İstanbul’daki 16 atıksu arıtma tesisinden 12’si, İzmir’deki 20 atıksu arıtma tesisinden 4’ü riskli belirlendi. Bunlar arasında Çiğli, günlük yaklaşık 605 bin m3 kapasitesiyle İzmir’in en büyük arıtma tesisidir.
KARAR ALICILARA DAVET
Rapor, karar vericileri şunları yapmaya davet etti:
“Mevcut fırtına dalgalanmaları, gelecekteki deniz seviyesindeki yükselişin olası etkilerini belirlemek için önemli ipuçları içeriyor, ancak doğrudan bir veri yok. Bu nedenle fırtına dalgası verilerinin saklanması önemlidir. Şehirler güvenlidir ve merkezi ve yerel yönetimlerin temel kentsel görevleri ve hizmetleri yerine getirebilmesi için iklim değişikliğinin etkilerini ele alması gerekir. Dayanıklı hale gelmesi gerekiyor.

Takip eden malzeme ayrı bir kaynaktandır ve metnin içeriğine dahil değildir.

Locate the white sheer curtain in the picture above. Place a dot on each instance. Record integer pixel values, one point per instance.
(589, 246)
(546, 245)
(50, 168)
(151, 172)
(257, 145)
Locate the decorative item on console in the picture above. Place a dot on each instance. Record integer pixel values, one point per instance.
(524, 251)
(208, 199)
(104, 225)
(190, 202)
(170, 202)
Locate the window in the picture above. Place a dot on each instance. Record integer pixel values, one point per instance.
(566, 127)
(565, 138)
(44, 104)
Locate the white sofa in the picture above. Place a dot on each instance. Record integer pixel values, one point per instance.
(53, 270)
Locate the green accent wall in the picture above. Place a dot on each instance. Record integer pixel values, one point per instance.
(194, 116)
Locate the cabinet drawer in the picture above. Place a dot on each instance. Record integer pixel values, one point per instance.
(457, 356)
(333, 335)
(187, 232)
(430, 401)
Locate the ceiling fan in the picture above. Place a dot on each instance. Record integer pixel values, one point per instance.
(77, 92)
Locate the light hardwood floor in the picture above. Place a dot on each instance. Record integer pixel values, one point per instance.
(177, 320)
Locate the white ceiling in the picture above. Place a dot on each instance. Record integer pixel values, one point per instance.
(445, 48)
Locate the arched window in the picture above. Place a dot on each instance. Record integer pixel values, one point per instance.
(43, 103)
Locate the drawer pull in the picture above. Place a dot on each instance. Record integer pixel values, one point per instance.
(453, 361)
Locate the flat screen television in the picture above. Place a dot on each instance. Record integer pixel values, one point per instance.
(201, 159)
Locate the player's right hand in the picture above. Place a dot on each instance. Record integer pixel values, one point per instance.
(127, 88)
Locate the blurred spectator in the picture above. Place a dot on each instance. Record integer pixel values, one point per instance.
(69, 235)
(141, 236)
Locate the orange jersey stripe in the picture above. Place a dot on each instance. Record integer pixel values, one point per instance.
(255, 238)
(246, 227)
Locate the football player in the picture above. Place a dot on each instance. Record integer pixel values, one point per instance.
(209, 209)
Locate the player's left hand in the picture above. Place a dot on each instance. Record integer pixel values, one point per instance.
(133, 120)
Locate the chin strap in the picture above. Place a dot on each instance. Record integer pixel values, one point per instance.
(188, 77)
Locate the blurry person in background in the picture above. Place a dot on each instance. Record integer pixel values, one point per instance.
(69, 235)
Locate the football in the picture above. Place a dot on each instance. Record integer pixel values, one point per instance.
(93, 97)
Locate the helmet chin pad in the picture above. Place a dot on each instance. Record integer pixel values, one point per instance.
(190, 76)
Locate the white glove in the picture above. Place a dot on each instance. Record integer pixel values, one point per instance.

“Deniz seviyesindeki yükseliş şehirlerdeki tüm sosyal ve ekonomik faaliyetleri etkileyecek. Raporda belirtilen dallar ulaşım, kültür ve turizm, emlak, konaklama, yeme-içme ve atıksu arıtma suyuna bağlı sağlıktır. Koordineli ve kapsamlı Diğer sektörlerin etkilerini araştıracak çalışmalara acilen ihtiyaç var.” İklim değişikliğinin çok katmanlı bir konu olarak ele alınması zorunludur.”
Etkinlikte, bu araştırmanın öncü bir çalışma olduğu ve deniz seviyesi yükselmesinin Türkiye’nin diğer kıyı kentlerine olası etkilerinin detaylı olarak incelenmesi gerektiği belirtildi.